//An Unexpected Journey: A Moviegoer’s Review

An Unexpected Journey: A Moviegoer’s Review

4.5 out of 5 stars


My task this week is to review one of the most highly acclaimed high fantasy stories to have graced the realms of literary imagination since the Phoenicians created their primitive form of the alphabet.

I speak, of course, of The Hobbit—written by J. R. R. Tolkien and published in 1937. The Hobbit was the first of the stories to come from Middle Earth, the fantasy realm where most of Tolkien’s stories took place. The Hobbit was also considered the prequel to the more well-known “Lord of the Ring” trilogy.

However, this is not a book review, or an itinerary of Tolkien’s other works. It is a review of The Hobbit, An Unexpected Journey—the major motion picture that was just unveiled on December 14, 2012.

The movie is set very similar to the book; it begins with the now famous phrase “In a hole in the ground, there lived a hobbit…” and follows the story very closely, with a few minor discretions.

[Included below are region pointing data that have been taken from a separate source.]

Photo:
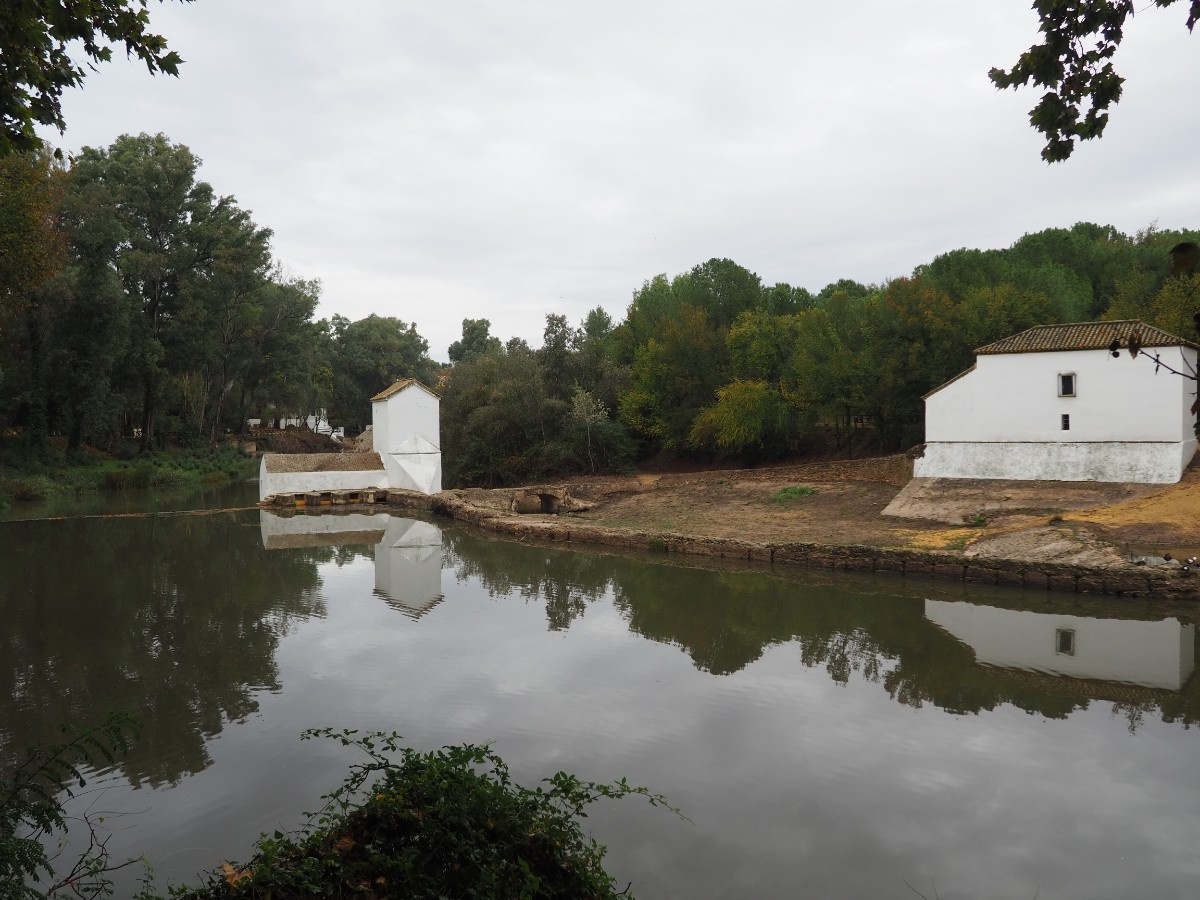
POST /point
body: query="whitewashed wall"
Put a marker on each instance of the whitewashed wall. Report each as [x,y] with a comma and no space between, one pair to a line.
[273,483]
[406,431]
[1003,419]
[412,412]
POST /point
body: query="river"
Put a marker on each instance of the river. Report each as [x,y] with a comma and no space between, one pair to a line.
[826,736]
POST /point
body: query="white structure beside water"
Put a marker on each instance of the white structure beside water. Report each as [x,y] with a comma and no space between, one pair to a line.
[1054,403]
[406,433]
[406,451]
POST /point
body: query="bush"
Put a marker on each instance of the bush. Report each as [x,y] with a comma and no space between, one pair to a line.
[429,825]
[432,825]
[30,808]
[29,489]
[796,492]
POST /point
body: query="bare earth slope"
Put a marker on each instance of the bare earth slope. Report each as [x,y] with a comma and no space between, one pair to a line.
[1080,537]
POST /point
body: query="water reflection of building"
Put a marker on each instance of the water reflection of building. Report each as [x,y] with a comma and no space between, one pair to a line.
[408,565]
[1153,654]
[407,551]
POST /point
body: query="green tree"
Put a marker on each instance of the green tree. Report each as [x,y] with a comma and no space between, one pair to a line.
[475,341]
[1074,64]
[40,43]
[33,258]
[172,231]
[369,355]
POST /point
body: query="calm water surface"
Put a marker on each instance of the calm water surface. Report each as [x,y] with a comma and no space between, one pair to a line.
[828,737]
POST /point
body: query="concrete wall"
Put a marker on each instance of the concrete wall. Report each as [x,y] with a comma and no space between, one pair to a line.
[1014,397]
[406,431]
[303,481]
[1047,461]
[1003,419]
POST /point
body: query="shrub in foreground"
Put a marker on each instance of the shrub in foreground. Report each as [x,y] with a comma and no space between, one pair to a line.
[445,823]
[432,825]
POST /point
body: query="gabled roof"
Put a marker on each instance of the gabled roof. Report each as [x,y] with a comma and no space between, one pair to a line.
[1084,336]
[399,387]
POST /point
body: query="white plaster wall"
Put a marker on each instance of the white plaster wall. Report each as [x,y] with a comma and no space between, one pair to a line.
[414,472]
[1049,461]
[412,412]
[1014,397]
[303,481]
[1155,654]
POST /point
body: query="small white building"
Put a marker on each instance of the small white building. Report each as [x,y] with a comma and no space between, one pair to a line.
[1054,403]
[406,433]
[405,451]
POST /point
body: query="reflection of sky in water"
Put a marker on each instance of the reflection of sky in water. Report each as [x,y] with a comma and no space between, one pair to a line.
[796,785]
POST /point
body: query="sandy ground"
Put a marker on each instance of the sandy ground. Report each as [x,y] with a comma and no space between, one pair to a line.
[876,503]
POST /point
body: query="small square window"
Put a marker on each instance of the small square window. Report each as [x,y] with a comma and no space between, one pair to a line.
[1065,641]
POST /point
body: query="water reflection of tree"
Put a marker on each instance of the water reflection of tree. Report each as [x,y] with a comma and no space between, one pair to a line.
[174,619]
[567,582]
[725,619]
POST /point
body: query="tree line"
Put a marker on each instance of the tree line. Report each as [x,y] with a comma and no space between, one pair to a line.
[138,303]
[715,364]
[139,307]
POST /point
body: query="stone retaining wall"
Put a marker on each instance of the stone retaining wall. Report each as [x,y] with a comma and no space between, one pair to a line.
[1131,583]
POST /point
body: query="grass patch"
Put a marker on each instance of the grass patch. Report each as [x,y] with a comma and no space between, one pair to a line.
[33,479]
[796,492]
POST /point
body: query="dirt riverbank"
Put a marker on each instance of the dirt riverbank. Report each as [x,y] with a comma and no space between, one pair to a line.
[871,515]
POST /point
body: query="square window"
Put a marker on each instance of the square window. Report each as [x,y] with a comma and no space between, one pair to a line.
[1065,641]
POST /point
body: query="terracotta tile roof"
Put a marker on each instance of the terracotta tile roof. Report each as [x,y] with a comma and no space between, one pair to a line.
[399,387]
[1084,336]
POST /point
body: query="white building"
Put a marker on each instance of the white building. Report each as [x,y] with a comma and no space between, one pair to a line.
[406,451]
[406,432]
[1054,403]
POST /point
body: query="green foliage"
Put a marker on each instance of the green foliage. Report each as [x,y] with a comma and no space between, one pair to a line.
[1073,63]
[475,341]
[749,418]
[30,808]
[40,58]
[432,825]
[796,492]
[370,355]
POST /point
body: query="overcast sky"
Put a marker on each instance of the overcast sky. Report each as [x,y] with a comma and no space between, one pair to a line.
[479,159]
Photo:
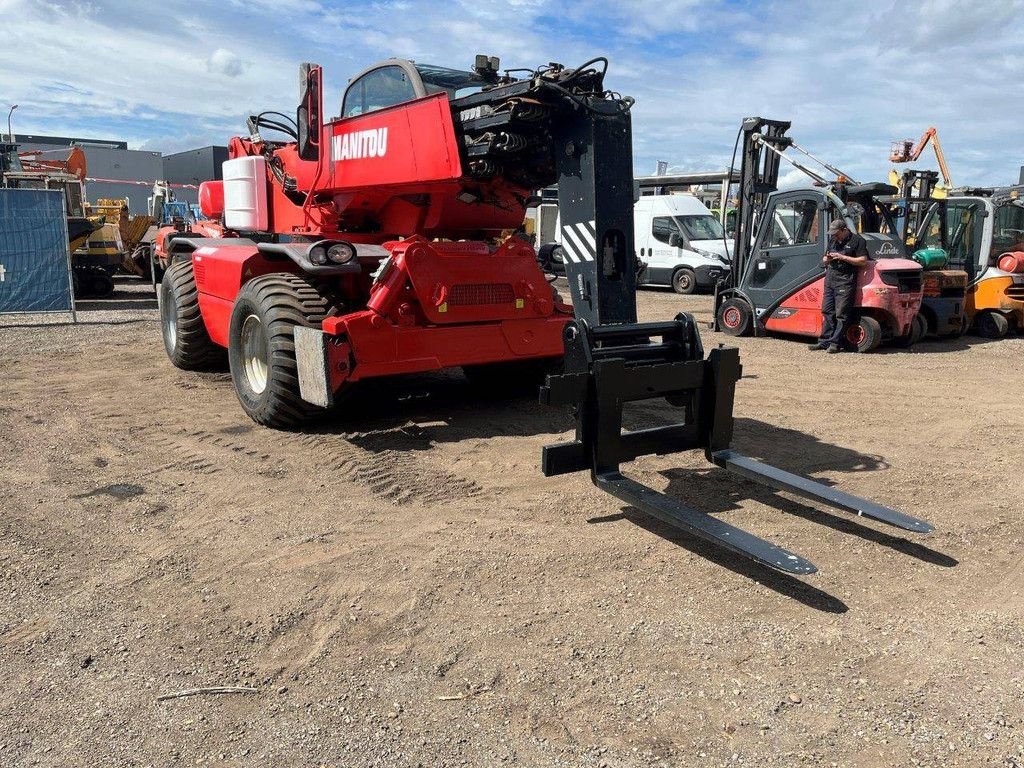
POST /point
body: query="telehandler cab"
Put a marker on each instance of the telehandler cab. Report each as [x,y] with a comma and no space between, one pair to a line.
[365,247]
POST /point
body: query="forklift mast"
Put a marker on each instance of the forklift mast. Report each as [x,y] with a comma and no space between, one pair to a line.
[610,359]
[759,178]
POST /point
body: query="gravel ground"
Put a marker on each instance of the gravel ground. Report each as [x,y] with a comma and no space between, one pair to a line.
[401,587]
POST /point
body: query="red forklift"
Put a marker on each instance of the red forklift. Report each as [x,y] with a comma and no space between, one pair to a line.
[777,279]
[369,246]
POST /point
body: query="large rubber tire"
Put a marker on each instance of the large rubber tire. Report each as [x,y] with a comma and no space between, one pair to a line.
[735,317]
[684,282]
[991,325]
[185,340]
[261,346]
[864,335]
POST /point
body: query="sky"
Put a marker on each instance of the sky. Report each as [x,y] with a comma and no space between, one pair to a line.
[851,77]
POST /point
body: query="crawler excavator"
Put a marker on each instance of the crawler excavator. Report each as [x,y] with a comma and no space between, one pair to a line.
[368,245]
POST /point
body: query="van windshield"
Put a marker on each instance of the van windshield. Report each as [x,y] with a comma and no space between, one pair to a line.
[701,226]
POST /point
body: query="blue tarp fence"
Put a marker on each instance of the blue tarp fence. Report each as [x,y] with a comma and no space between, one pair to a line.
[35,269]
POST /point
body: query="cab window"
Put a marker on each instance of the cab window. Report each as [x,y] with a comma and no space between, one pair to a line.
[963,233]
[795,223]
[663,227]
[376,90]
[1008,229]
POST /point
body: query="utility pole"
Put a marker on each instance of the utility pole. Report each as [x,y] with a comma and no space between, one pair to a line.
[10,133]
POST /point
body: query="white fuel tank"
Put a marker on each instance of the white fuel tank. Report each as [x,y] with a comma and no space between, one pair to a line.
[245,195]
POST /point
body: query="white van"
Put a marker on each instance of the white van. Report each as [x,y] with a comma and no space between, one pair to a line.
[680,243]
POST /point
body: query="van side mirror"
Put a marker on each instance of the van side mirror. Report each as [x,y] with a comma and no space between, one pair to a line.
[307,117]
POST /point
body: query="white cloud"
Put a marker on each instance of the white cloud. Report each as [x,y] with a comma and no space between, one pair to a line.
[851,81]
[225,62]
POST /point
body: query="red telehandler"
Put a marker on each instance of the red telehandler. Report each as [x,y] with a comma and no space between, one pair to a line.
[367,246]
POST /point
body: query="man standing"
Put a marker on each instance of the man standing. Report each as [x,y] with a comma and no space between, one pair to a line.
[847,252]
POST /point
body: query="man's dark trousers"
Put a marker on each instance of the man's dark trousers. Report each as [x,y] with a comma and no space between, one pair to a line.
[837,306]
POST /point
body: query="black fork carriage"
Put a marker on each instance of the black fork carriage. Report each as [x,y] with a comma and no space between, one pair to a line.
[611,359]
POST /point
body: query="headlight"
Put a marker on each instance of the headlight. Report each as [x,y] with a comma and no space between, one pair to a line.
[341,253]
[317,255]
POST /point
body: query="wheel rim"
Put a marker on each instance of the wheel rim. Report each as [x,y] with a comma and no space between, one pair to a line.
[254,353]
[170,325]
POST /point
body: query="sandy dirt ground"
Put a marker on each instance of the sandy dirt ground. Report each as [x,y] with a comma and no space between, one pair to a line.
[401,587]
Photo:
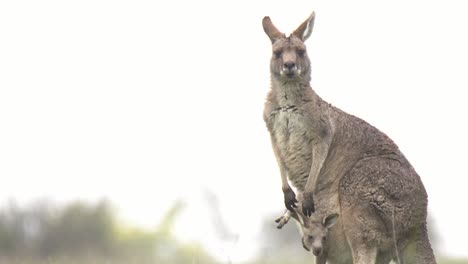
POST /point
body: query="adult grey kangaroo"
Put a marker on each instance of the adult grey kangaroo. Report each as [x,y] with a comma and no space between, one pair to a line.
[327,153]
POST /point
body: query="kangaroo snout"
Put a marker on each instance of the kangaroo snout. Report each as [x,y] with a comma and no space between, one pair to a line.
[289,65]
[317,251]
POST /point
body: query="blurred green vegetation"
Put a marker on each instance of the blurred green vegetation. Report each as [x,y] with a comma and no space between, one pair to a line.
[84,233]
[88,233]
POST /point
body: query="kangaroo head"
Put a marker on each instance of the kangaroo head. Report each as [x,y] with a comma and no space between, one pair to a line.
[289,61]
[314,232]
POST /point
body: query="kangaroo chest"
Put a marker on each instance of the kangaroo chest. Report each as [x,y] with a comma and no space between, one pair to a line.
[291,134]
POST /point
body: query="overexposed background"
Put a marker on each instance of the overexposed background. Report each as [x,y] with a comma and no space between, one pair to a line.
[149,102]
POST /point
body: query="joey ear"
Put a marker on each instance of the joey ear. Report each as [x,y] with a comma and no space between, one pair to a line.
[270,29]
[330,220]
[305,29]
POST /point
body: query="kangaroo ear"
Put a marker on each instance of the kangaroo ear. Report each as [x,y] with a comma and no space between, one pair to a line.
[305,29]
[270,29]
[330,220]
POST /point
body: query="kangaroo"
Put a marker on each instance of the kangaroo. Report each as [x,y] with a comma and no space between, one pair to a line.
[327,244]
[325,152]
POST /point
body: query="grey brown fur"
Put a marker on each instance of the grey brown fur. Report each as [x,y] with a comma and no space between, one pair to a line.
[345,164]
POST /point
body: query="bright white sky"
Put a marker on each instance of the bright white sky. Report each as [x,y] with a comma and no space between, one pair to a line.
[146,102]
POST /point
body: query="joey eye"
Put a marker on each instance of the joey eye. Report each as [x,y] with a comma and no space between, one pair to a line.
[277,53]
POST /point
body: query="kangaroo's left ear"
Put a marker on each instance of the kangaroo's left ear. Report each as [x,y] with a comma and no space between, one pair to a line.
[305,29]
[330,220]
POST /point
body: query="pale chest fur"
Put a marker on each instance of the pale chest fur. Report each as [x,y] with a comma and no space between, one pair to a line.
[290,132]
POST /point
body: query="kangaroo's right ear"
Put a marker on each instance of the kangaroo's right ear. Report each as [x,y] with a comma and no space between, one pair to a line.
[270,29]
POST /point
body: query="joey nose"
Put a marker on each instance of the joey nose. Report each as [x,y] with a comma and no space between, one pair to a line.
[317,251]
[289,65]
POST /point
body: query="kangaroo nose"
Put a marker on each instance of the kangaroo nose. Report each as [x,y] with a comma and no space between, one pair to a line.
[317,251]
[289,65]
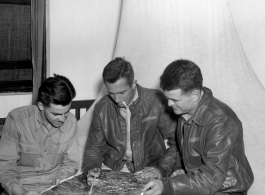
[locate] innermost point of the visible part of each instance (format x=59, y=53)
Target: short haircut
x=181, y=74
x=57, y=90
x=117, y=69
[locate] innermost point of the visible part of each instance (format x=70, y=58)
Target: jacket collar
x=136, y=105
x=198, y=115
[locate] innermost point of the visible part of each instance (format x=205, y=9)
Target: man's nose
x=63, y=117
x=170, y=103
x=116, y=98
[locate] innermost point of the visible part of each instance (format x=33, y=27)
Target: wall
x=249, y=19
x=81, y=38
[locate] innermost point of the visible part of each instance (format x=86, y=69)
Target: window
x=15, y=46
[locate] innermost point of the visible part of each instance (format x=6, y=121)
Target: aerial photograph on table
x=111, y=183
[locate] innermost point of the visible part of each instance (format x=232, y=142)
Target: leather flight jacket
x=152, y=121
x=212, y=153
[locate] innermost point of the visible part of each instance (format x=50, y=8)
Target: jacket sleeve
x=95, y=145
x=167, y=126
x=71, y=158
x=9, y=155
x=211, y=174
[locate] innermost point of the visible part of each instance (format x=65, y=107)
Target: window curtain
x=38, y=38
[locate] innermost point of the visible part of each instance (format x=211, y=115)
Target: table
x=111, y=183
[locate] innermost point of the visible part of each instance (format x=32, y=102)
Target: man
x=129, y=127
x=38, y=146
x=210, y=138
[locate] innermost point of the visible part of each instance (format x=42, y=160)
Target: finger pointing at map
x=92, y=176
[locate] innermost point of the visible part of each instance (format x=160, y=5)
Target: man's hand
x=31, y=193
x=154, y=187
x=19, y=190
x=151, y=173
x=92, y=176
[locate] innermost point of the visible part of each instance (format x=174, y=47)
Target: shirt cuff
x=11, y=184
x=167, y=187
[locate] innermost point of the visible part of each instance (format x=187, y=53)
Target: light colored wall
x=9, y=102
x=249, y=19
x=81, y=38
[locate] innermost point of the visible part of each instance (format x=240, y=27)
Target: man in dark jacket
x=210, y=139
x=138, y=146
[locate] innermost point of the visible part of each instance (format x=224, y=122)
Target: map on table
x=111, y=183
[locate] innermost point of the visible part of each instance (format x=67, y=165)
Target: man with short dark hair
x=129, y=127
x=38, y=146
x=209, y=135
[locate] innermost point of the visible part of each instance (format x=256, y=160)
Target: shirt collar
x=43, y=122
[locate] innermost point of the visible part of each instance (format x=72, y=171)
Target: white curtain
x=153, y=33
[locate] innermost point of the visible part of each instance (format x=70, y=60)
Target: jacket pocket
x=153, y=153
x=29, y=154
x=109, y=156
x=237, y=179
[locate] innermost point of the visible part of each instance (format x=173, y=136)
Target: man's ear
x=40, y=106
x=196, y=95
x=134, y=84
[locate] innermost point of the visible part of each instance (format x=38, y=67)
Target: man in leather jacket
x=210, y=139
x=139, y=146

Those minor details are critical to my review. The Hobbit, An Unexpected Journey, is actually the first in an anticipated three part series of movies. As a result of this extended story, the producers are including stories and a character from Tolkien’s other works, such as the Silmarilion and the Lost Tales. This, in my opinion, is a brilliant idea.

The Unexpected Journey combines enough Tolkien lore to make the hardcore fans happy, but enough excitement and adventure to have the average movie goer blown away—which is pretty impressive, since the movie is two hours and forty six minutes long.

As far as the main cast, Martin Freeman makes an excellent hobbit and Ian McKellan always makes an awesome wizard, in real life and elsewhere. I absolutely adored the dwarves—the movie did an excellent job catching individual personalities, and given that there were thirteen of them altogether, is a very impressive feat.

And don’t get me started on the music. Tolkien’s poems and songs are regarded as masterpieces by many literary critics, but not one was featured in the Lord of the Ring’s trilogy, and the last recollection of them actually getting any airtime was in 1977, when the animated Hobbit came to theaters.

I would say the only complaint I can come up with for this movie is that I have to wait until December 13, 2013 to watch the sequel, the Desolation of Smaug.